I did some work with @mbuttner to introduce FlowSOM to pytometry and that is included in the latest release. It depends upon my consensusclustering package which implements consensus clustering through resampling. I don't know if scverse already has an implementation of this that you might want to use instead. However - I've noticed that in the last few months the Saeys lab have released a Python version of the FlowSOM algorithm. Probably best to use their implementation given they are the original authors (https://github.com/saeyslab/FlowSOM_Python)
Just expanding on some of the features you mentioned and adding a few more ideas:
To add to feature requests: Best case there is an efficient way to save results in a manner that results can be opened in flow cytometry software (in the past I was writing results back to FCS).
Hi everyone,
I'd like to second on @burtonrj points. I have a similar impression that what @grst describes is largely covered by pytometry. I'm game on bringing everyone to the table and discuss at which parts we can join forces and where it's less useful.
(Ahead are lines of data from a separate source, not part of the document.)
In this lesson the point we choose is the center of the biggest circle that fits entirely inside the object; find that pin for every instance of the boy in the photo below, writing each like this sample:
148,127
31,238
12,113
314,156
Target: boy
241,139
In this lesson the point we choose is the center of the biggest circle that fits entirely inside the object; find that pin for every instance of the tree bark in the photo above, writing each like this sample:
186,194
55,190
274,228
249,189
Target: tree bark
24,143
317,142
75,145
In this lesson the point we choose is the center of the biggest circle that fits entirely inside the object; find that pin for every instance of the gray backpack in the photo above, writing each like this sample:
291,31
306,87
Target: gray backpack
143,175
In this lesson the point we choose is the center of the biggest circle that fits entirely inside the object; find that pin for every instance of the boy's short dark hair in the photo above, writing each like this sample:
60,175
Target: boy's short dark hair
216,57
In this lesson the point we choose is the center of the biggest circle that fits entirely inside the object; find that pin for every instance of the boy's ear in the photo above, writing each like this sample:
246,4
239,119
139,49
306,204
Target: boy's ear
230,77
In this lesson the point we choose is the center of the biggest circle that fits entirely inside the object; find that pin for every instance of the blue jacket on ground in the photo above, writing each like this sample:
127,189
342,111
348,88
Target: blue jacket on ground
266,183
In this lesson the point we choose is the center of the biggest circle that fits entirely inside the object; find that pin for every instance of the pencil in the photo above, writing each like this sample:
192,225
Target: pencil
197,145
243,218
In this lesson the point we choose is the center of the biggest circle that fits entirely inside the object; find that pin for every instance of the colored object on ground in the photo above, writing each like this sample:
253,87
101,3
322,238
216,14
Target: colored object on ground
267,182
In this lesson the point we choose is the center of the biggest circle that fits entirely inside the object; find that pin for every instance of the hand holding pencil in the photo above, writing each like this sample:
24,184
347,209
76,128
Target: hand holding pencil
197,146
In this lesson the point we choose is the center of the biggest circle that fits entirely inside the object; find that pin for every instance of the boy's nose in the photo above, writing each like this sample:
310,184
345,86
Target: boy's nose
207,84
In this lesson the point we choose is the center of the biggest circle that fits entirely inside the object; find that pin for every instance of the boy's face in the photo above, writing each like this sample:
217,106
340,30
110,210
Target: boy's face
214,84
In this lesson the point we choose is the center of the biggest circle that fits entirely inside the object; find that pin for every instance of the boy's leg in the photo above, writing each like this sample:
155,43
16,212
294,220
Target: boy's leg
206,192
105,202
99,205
FlowKit focusses more on the pre-processing side, gating functionality and integration with FlowJo (including IO or transfer of gates). That's a great approach and mimics most of the functionality in Python that classic flow data analysis entails. We already had a longer discussion on the integration of FlowUtils and FlowKit functionality for normalization in pytometry (https://github.com/buettnerlab/pytometry/issues/47), which I'd like to refer to here. Bottom line is that we can easily integrate some of the functionality from FlowKit and FlowUtils to anndata/scverse, but not all of it is well-suited or should be re-implemented in scverse. Instead, I think that the existing compatibility functions to anndata and FlowKit are a great way work with FlowKit.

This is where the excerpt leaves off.